Horrifying picturizations of compulsory measures by the administrative authorities for the seizure of Eastern laborers, form a major part of the news from home to their relatives working in Germany. The disinclination to answer the call to work in the Reich has evidently grown steadily, not only due to the reports of Eastern workers, which fled home and their workshops or have been dismissed. In order to secure the required number for the labor transport, men and women including youngsters from 15 years on up, are allegedly taken from the street, from the market places and village festivals, and carried off. The inhabitants therefore hide themselves in fear and avoid any appearance in public. After public beatings during the month of October, so available letters state, came the burning down of homesteads, and of whole villages as retribution for failure to comply with the demand for the appropriation of labor forces directed to the communities. The execution of the latter measures is being reported from various villages.
Parts from Two Letters
"At our place, new things have happened. People are being taken to Germany. On Dec. 5, some people from the Kowkuski district were scheduled to go, but they didn't want to and the village was set afire. They threatened to do the same thing in Borowytschi, as not all who were scheduled to depart wanted to go. Thereupon 3 truck-loads of Germans arrived and set fire to their houses. In Wrasnytschi 12 houses and in Borowytschi 3 houses were burned.

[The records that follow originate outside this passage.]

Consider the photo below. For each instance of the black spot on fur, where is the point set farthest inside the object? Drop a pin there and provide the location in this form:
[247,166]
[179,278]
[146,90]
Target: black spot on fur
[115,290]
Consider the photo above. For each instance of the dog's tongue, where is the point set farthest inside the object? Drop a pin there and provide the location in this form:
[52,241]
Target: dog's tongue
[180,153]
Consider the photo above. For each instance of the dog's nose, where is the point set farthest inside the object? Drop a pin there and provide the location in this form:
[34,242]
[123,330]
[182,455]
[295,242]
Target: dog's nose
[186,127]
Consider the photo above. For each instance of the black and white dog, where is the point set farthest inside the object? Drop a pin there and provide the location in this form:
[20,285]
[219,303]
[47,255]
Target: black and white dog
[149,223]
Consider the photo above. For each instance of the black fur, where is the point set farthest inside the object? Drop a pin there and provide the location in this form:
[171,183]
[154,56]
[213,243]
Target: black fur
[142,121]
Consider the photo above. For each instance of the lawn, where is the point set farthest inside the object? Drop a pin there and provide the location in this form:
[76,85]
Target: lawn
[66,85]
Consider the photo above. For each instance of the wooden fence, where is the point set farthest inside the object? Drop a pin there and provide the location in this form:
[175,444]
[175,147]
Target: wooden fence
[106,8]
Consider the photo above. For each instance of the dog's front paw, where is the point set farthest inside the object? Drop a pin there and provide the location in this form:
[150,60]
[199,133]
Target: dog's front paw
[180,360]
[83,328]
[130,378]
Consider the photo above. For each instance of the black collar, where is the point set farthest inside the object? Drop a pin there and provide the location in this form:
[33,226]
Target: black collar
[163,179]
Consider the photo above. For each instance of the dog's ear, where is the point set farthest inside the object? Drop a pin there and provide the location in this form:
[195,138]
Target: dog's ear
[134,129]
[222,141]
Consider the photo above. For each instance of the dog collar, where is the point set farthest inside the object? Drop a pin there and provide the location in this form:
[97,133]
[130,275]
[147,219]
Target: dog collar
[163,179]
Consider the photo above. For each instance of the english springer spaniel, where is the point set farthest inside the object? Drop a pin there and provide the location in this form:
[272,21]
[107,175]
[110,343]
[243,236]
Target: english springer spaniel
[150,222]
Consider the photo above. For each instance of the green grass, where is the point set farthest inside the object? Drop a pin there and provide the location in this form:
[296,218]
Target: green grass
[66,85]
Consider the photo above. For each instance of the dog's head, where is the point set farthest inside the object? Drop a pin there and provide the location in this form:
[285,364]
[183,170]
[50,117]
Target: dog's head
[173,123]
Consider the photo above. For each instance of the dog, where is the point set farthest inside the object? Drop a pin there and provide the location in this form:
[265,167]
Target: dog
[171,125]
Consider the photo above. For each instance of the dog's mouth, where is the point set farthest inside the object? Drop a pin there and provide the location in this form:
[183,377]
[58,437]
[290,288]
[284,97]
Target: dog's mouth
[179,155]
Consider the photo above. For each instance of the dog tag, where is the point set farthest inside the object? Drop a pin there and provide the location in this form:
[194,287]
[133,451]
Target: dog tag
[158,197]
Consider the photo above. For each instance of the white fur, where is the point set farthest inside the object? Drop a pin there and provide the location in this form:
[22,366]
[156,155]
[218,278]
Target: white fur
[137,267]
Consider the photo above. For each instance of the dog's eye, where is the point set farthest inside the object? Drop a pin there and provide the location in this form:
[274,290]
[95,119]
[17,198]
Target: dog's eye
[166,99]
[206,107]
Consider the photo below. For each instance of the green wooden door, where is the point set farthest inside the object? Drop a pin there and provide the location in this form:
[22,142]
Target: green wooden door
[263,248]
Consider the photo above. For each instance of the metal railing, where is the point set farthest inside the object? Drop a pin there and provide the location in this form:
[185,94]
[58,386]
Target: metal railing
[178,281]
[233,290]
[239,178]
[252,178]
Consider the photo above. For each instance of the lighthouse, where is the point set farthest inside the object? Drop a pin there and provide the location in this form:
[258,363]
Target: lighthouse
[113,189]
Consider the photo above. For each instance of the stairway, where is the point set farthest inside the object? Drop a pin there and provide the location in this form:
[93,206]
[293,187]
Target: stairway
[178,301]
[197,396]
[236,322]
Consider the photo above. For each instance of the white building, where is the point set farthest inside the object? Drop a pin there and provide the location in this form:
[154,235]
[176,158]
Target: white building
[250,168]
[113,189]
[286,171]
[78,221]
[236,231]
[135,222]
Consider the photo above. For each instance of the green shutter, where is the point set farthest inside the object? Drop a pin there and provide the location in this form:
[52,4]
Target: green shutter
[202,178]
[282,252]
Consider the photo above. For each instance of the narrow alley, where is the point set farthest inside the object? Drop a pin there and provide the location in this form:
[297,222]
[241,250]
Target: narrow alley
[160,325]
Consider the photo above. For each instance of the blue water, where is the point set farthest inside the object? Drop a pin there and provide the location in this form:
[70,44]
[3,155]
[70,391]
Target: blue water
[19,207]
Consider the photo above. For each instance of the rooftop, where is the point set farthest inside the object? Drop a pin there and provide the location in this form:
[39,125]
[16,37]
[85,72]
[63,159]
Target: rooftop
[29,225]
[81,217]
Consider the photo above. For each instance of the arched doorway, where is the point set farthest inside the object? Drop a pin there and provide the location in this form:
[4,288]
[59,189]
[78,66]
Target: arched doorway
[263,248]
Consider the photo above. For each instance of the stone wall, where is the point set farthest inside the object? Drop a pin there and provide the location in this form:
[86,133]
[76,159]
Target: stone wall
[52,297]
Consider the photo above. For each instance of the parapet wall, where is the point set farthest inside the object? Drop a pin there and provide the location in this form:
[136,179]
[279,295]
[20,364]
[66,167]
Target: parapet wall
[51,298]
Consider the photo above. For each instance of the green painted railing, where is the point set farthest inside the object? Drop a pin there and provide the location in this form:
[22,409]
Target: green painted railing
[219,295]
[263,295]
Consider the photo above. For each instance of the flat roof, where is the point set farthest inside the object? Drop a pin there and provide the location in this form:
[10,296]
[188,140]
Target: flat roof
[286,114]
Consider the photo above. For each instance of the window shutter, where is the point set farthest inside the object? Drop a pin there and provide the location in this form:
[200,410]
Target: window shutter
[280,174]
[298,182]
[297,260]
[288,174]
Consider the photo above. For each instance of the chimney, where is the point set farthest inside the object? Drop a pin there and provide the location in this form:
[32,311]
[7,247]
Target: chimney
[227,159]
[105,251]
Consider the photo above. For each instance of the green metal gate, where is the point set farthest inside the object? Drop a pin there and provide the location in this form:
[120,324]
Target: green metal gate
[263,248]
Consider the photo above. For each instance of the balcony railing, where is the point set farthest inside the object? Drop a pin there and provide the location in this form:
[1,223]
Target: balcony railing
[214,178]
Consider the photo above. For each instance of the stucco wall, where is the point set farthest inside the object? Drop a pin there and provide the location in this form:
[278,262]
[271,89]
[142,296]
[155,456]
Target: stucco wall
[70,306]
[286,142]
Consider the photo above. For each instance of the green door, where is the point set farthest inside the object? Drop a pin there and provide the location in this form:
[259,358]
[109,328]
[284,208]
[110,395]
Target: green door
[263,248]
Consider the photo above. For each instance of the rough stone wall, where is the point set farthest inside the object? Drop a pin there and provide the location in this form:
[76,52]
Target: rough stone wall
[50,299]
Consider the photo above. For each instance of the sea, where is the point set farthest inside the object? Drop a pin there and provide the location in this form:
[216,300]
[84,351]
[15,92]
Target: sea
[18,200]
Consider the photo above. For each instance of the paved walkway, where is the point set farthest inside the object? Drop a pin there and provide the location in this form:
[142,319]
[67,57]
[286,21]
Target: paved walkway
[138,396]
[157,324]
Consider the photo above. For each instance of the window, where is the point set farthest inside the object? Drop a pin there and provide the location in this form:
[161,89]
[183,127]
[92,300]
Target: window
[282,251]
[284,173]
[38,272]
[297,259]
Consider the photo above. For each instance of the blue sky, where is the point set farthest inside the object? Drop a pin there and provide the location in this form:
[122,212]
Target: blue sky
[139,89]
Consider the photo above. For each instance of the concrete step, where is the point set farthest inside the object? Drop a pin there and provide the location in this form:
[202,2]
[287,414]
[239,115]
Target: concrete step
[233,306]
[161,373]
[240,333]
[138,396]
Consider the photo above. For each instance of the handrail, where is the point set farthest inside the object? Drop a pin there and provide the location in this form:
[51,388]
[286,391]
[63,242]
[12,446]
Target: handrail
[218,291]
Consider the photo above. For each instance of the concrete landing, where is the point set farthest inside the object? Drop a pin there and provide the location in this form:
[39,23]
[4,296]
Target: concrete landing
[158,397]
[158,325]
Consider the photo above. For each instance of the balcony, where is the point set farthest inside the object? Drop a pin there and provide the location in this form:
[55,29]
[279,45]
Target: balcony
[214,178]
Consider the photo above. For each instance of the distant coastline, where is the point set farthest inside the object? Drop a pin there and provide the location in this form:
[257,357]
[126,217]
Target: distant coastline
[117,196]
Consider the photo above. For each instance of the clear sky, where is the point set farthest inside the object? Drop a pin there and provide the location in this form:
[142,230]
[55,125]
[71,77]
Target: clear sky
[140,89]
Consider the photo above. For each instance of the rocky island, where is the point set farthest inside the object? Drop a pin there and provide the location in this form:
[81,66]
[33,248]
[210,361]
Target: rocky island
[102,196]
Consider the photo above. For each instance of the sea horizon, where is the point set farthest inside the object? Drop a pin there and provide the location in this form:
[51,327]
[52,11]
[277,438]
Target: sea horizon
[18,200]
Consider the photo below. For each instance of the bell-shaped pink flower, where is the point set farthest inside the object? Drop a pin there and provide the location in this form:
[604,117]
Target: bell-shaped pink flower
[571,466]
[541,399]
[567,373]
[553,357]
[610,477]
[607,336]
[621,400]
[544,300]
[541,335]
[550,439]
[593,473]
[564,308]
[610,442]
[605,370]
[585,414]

"On Oct. 1 a new conscription of labor forces took place. From what has happened, I will describe the most important to you. You can not imagine the bestiality. You probably remember what we were told about the Soviets during the rule of the Poles At that time we did not believe it and now it seems just as incredible. The order came to supply 25 workers, but no one reported. All had fled. Then the German militia came and began to ignite the houses of those who had fled. The fire became very violent, since it had not rained for 2 months. In addition the grain stacks were in the farm yards. You can imagine what took place. The people who had hurried to the scene were forbidden to extinguish the flames, beaten and arrested, so that q homesteads burned down. The policemen meanwhile ignited other houses. The people fall on their knees and kiss their hands, but the policemen beat them with rubber trunchions and threaten to burn down the whole village. I don't know how this would have ended if I Sapurkany had not intervened. He promised that there would be laborers by morning. During the fire the militia went through the adjoining villages, seized the laborers, and placed them under arrest. Wherever they did not find any laborers, they detained the parents, until the children appeared. That is how they raged throughout the night in Bielosirka. The workers which had not yet appeared till then, were to be shot. All schools were closed and the married teachers were sent to work here, while the unmarried ones go to work in Germany. They are now catching humans like the dog-catchers used to catch dogs. They are already hunting for one week and have not yet enough. The imprisoned workers are locked in at the schoolhouse. They cannot even go out to perform their natural functions, but have to do it like pigs in the same room. People from many villages went on a certain day to a pilgrimage to the monastery Potschaew. They were all arrested, locked in, and will be sent to work. Among them there are lame, blind and aged people."